The Seattle Art Museum (SAM) held a press conference on Sept. 30 presenting the initial designs for a two-year expansion project of the Seattle Asian Art Museum (SAAM). The SAM is partnering with fellow Seattle-based architecture company LMN Architects to complete the first remodel of the structure since it was constructed in 1933. The renovation seeks to update the museum to 21st century standards, while still preserving the historic exterior of the building.


MANDY RUSCH • THE SPECTATOR
MANDY RUSCH • THE SPECTATOR

After the conclusion of its fall and and winter exhibition, Tabaimo: Utsutsushi Utsushi , the museum will close for approximately two years with an expected reopen date in 2019. The museum is working to relocate staff and artwork for the next two years.

The renovation is broken up into three main elements, including critical modernization and preservation expanded exhibition and  programming space, and enhanced connection to the park.

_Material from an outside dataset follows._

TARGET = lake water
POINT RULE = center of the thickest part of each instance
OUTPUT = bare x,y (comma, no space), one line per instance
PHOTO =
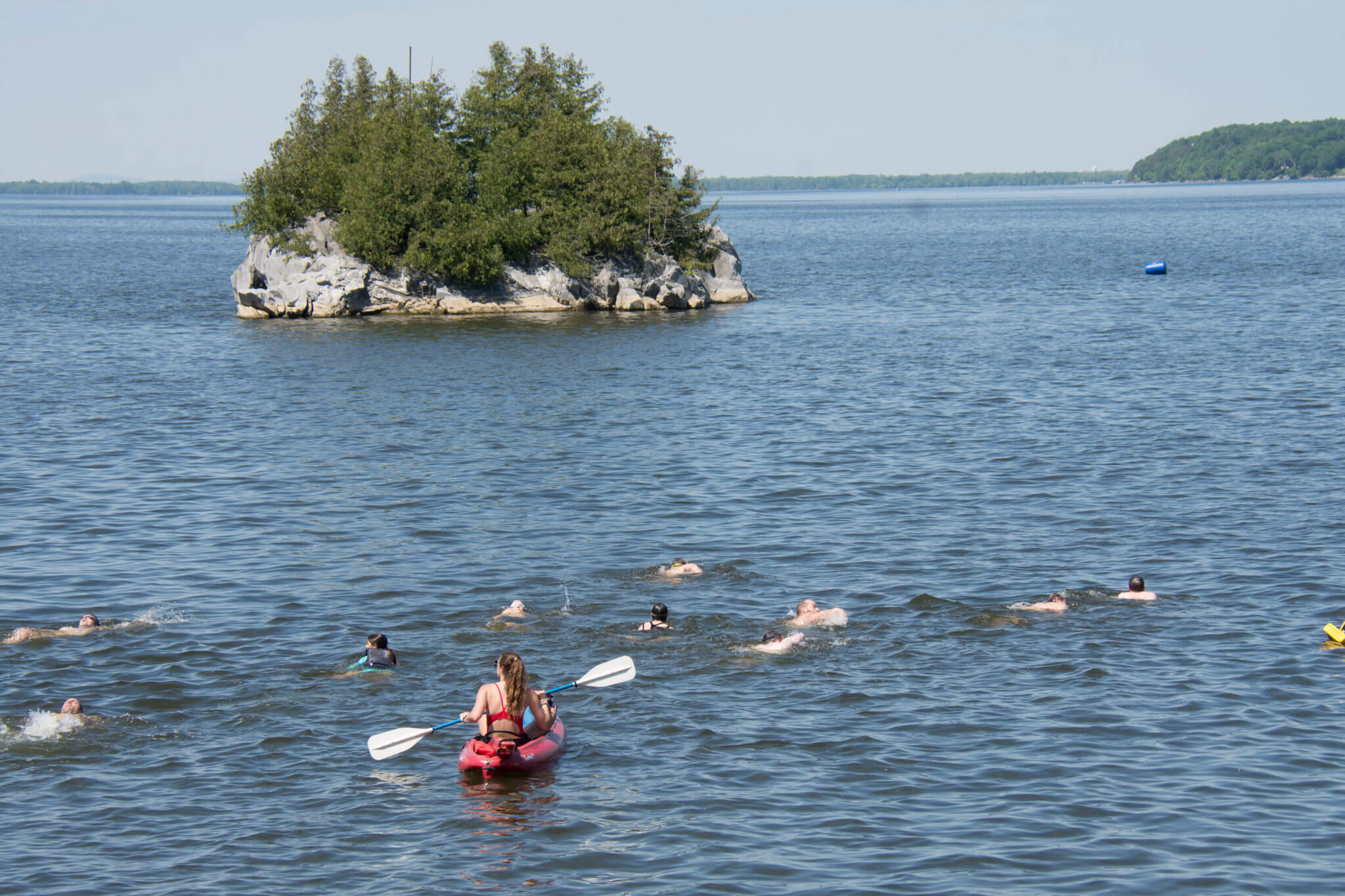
946,402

Critical modernization and preservation upgrades include preservation of the Art-Deco façade, seismic structural upgrades, air conditioning, humidity control, and ADA accessibility improvements.

The SAM also seeks to expand the museum by roughly 13,000 square feet, from 53,000 to 66,000, in order to house a new 2,650-square-foot gallery, community meeting room and a dedicated space for K-12 education services. However, the building’s total occupation of the park will only increase by roughly 3,200 square feet, or about 0.07 acres. LMN architecture is implementing intentional discretion of the use of glass and windows, including a glass enclosed lobby that will look into the park, in order to connect the museum to the park.

Kimerly Rorschach, SAM’s Illsley Ball Nordstrom Director and CEO, said the expansion is  necessary for the future of the museum.

“The museum’s exhibitions and programming connects to the many cultural traditions and contemporary issues of Asia, helping us better understand our region and our rapidly evolving world; our goal is to ensure that we can continue to serve our community and visitors for years to come,” Rorschach said.

A SAM spokesperson added, “During the Asian Art Museum renovation, Gardner Center programs will be presented with several partner organizations at various locations in the area. One of the Center’s major offerings, the Saturday University Series, will be presented by the Gardner Center at Seattle U. Other Gardner Center programs—including Asia Talks, Asia Films, Author Events, performances and workshops with artists—will be held at SAM Downtown, the Olympic Sculpture Park, and other venues.”

The current budget for the project is $49 million, and funding for this project will come from a mixture of public and private funds. Up to $21 million will come from the city of Seattle, as the Asian Art Museum structure is owned by the city. Another $5 million will come from Historic Rehabilitation tax credits. This leaves $23 million for the SAM to raise privately.

The Asian Art Museum, inside of Capitol Hill’s Volunteer Park, is the original home of the SAM. The designer of modern-day Volunteer Park, John C. Olmsted, opposed using the park for institutional purposes. The museum opened its doors for the first time on June 23, 1933 anyway, despite much opposition by the Olmsted Brothers Firm. The rededication of the structure from the SAM to the SAAM occurred in 1994.

Capitol Hill residents have an issue with the remodel, as it will increase the SAAM’s size occupation in Volunteer Park. This will reduce green space, as well as interfere with Olmsted’s original vision for the park. Resident Jonathan Mark has created a petition to protect Volunteer Park against the expansion.

“I support the museum renovation and earthquake retrofitting which the voters approved in the parks levy. Unfortunately this project has changed to add a large expansion without public input. The expansion would visually dominate the east side of the park, making the whole area less attractive. Many natural park views will be replaced by views of this new structure, designed to optimize its park view from within its glass wall. The huge, beautiful beech tree would become enclosed on two sides by the museum building, and other trees would be lost,” Mark said.

The SAM hosted several community input meetings over the summer, which will continue on select Saturdays this fall. The meetings will be held on Oct. 15, Nov. 19, and Dec.10 at 1 p.m. at the Asian Art Museum.